En général, on va imprimer la totalité du manuscrit sur des A3, relire encore une fois (ça ne fait jamais que la 53e), intégrer les corrections, et enfin envoyer le PDF à l’imprimeur. Souvent, il repère des trucs techniques ou informatiques qui ne vont pas (c’est aussi son métier) et nous le renvoie pour le modifier. Au bout d’un moment, on va finir par enfin obtenir le PDF final, celui qu’on va nommer fièrement le « BAT » (pour « Bon à Tirer ») (en vrai le nom du fichier c’est plutôt un truc du genre « V17Manuscrit25072022-BAT/nondef »)


3.5/ Comment c’est imprimé ?

Alors là j’y vais prudemment parce que c’est pas ma spécialité et j’ai jamais travaillé chez un imprimeur. Je peux toutefois distinguer trois grand types d’imprimeurs qui utilisent chacun une technologie différente :

  1. Offset : Le texte est gravé sur des grandes plaques de métal, généralement par ensembles de 16 pages (me demandez pas pourquoi, c’est compliqué et lié au pliage du papier ensuite). Ces plaques sont fixées sur des énormes rotatives badigeonnées d’encre, qui entraînent le papier en l’imprimant. De grosses liasses ressortent de l’autre côté et sont pliées en 8 pour donner des « cahiers » de 16 pages qui sont assemblés.
  2. Numérique : Là c’est plus simple c’est comme sur une imprimante laser de salon mais en très gros. Le calage est moins précis, l’impression moins nette, mais c’est moins cher et plus rapide. Je pense que l’offset reste majoritaire mais que le numérique se taille une part de marché grandissante à cause du rognage sur les coûts toujours plus important dans l’édition.
  3. Au plomb : C’est la méthode traditionnelle, « pré-industrielle » pourrait-on dire. Elle est réalisée sur une presse avec des caractères mobiles et donne une impression très « artisanale » : on sent le creux de l’impression des caractères sous ses doigts, le travail de précision, etc.
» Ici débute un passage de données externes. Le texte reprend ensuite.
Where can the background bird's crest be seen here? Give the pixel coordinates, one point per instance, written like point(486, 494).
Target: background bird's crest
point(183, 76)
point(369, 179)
C’est encore utilisé pour des ouvrages un peu prestigieux qui se veulent précieux, limités ou collector. En vrai je ne sais pas trop ce que ça apporte mais je ne me prononce pas.

Dans tous les cas, les liasses imprimées obtenues sont pliées et collées en « cahiers », souvent de 16 pages, puis tranchées avec précision par un massicot afin d’obtenir le « pavé » qui constitue le corps de texte. Au passage, notez d’ailleurs que ce que le grand public appelle improprement la « tranche » d’un livre (la partie de la couverture où se rejoignent la 1 et la 4 de couv) n’est en fait pas du tout la tranche (mais le « dos »). La tranche, c’est ce qui a été tranché, soit les trois côtés en papier brut du pavé qui, précisément, ne sont pas le dos. Le dos de la couverture est aussi l’axe de jointure des cahiers qui composent le livre, qui sont collés à la fois entre eux et sur l’intérieur du dos, en général avec une colle de merde qui explique pourquoi vos livres partent en lambeaux au bout de 3 semaines d’utilisation. Parce que vous comprenez, « rogner les coûts » et tout ça.*

*Je m’y connais pas assez dans la partie fabrication pour en parler avec précision, mais je sais bien que plein de paramètres entrent en compte pour expliquer ces dysfonctionnements, en ce moment notamment avec le prix du papier qui perturbe toute la chaîne et occasionne des surcoûts. Mais quand même hein, merde, la qualité de fabrication des ouvrages est souvent faible, on va pas se mentir.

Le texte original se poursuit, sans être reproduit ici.